Ces bandes sont classées en basses, moyennes et hautes fréquences, offrant chacune des atouts différents. Les bandes basses (700 à 900 MHz) couvrent efficacement les zones rurales grâce à leur capacité à franchir les obstacles, tandis que les bandes hautes (comme la 3,5 GHz) assurent des débits très rapides, mais sur de courtes distances. Les bandes intermédiaires (1800 à 2600 MHz) assurent un compromis entre couverture et performance.
Les licences d’utilisation actuelles arriveront à expiration entre 2030 et 2035, coïncidant avec la mise au point et le déploiement attendu de la 6G dans la prochaine décennie. Cette proximité temporelle est un atout précieux pour planifier une transition en douceur. L’ARCEP, consciente de cet enjeu, a lancé une consultation approfondie pour questionner les opérateurs sur leurs besoins en termes de fréquences, d’usages anticipés et de nouvelles technologies à intégrer, comme l’intelligence artificielle embarquée dans les antennes relais ou la connectivité satellite. La réponse des opérateurs, attendue pour la mi-décembre, orientera les décisions stratégiques pour les quinze prochaines années.
La bande 6 GHz : un nouvel espace stratégique au cœur des négociations
Un des axes majeurs de cette réorganisation porte sur la bande haute des 6 GHz (entre 6425 et 7250 MHz). Identifiée récemment au niveau international comme une ressource précieuse, cette bande offre une capacité supplémentaire indispensable pour faire face à la croissance exponentielle du trafic mobile lié à la multiplication des objets connectés, au streaming vidéo haute définition et à l’essor des applications d’intelligence artificielle.

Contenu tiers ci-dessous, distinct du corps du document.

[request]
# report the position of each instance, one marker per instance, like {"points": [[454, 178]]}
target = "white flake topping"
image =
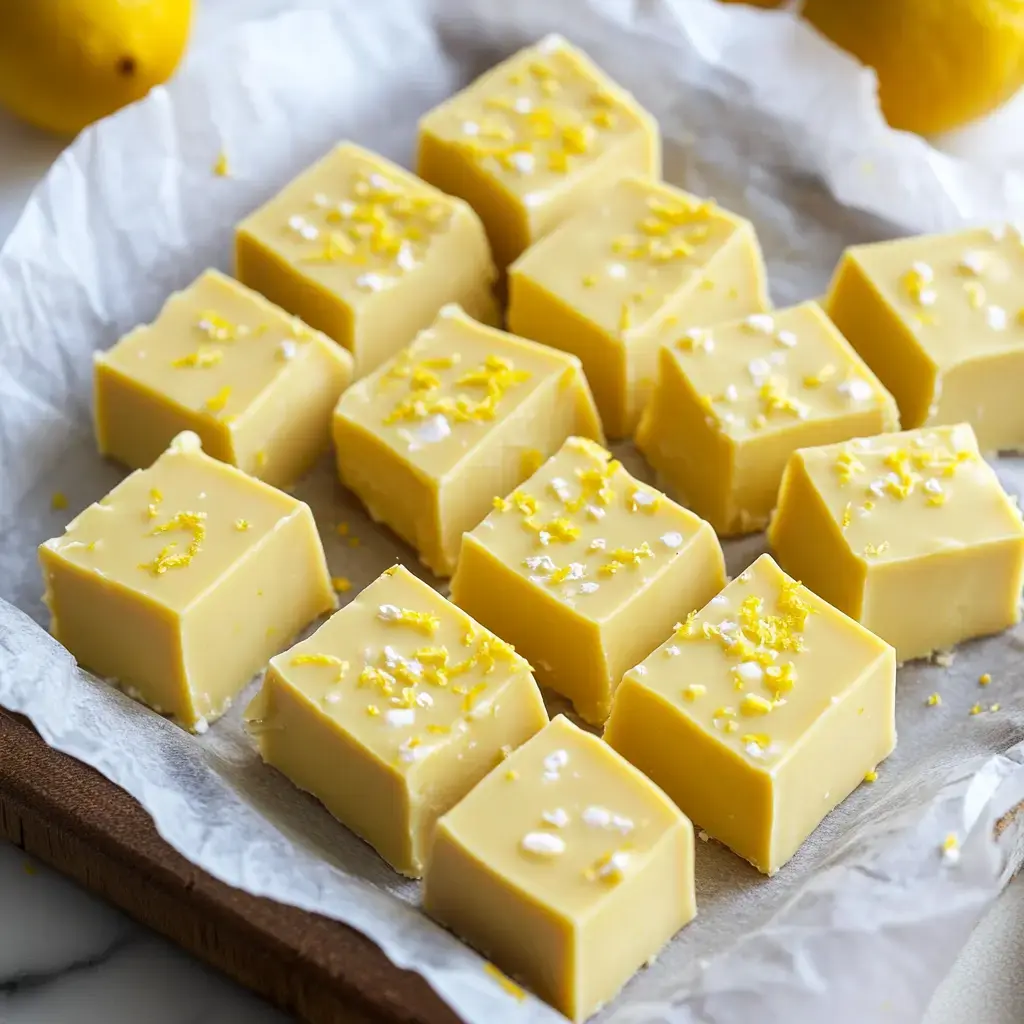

Toutefois, la bande 6 GHz est également très convoitée par le secteur du Wi-Fi, où les débats européens s’intensifient pour déterminer qui, entre les réseaux mobiles et le Wi-Fi, aura la priorité sur ce spectre. Une décision européenne est attendue d’ici 2027.
Par ailleurs, d’autres bandes complémentaires seront prochainement libérées, notamment celle autour de 3,5 GHz et une autre à 1,4 GHz, avec des contraintes spécifiques comme les zones aéroportuaires. Le régulateur invite les opérateurs à quantifier leurs besoins sur ces fréquences pour défendre au mieux la position française.

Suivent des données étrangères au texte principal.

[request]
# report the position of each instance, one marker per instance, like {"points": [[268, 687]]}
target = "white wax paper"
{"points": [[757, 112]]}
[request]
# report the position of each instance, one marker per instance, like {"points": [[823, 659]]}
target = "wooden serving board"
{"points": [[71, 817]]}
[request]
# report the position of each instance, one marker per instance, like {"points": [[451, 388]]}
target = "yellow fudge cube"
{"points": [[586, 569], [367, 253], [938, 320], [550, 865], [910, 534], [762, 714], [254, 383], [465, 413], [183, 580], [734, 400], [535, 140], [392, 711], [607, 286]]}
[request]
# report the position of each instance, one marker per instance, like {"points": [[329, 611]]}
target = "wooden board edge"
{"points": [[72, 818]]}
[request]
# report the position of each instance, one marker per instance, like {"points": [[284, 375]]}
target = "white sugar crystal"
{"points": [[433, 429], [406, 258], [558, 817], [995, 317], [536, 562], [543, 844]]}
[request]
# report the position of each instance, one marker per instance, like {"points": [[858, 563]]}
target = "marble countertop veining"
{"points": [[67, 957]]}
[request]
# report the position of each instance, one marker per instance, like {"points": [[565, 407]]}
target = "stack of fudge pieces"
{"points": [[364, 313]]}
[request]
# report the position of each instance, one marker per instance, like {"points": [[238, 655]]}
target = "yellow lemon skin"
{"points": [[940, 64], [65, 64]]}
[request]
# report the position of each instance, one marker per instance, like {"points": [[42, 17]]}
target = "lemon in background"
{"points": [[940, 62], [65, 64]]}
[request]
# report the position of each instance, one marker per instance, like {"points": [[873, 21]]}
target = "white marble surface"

Vers une couverture mobile universelle grâce aux satellites en orbite basse ?
En outre, l’ARCEP étudie également les possibilités offertes par la connectivité directe par satellite vers les terminaux mobiles (direct-to-device). Ce système pourrait révolutionner la couverture, en particulier dans les zones blanches difficiles d’accès, grâce à des constellations de satellites en orbite basse comme celles développées par Starlink ou Thales.
Cette consultation intervient dans un contexte où les investissements dans les réseaux mobiles atteignent déjà des sommets, avec plus de 12 milliards d’euros dépensés en 2024, renforçant la complexité économique des choix à venir. L’issue de ce processus déterminera comment les infrastructures mobiles françaises évolueront dans les années 2030, avec des répercussions sur la souveraineté numérique, l’écologie et la couverture, notamment en intérieur où le bâti moderne pose déjà des défis de pénétration des ondes.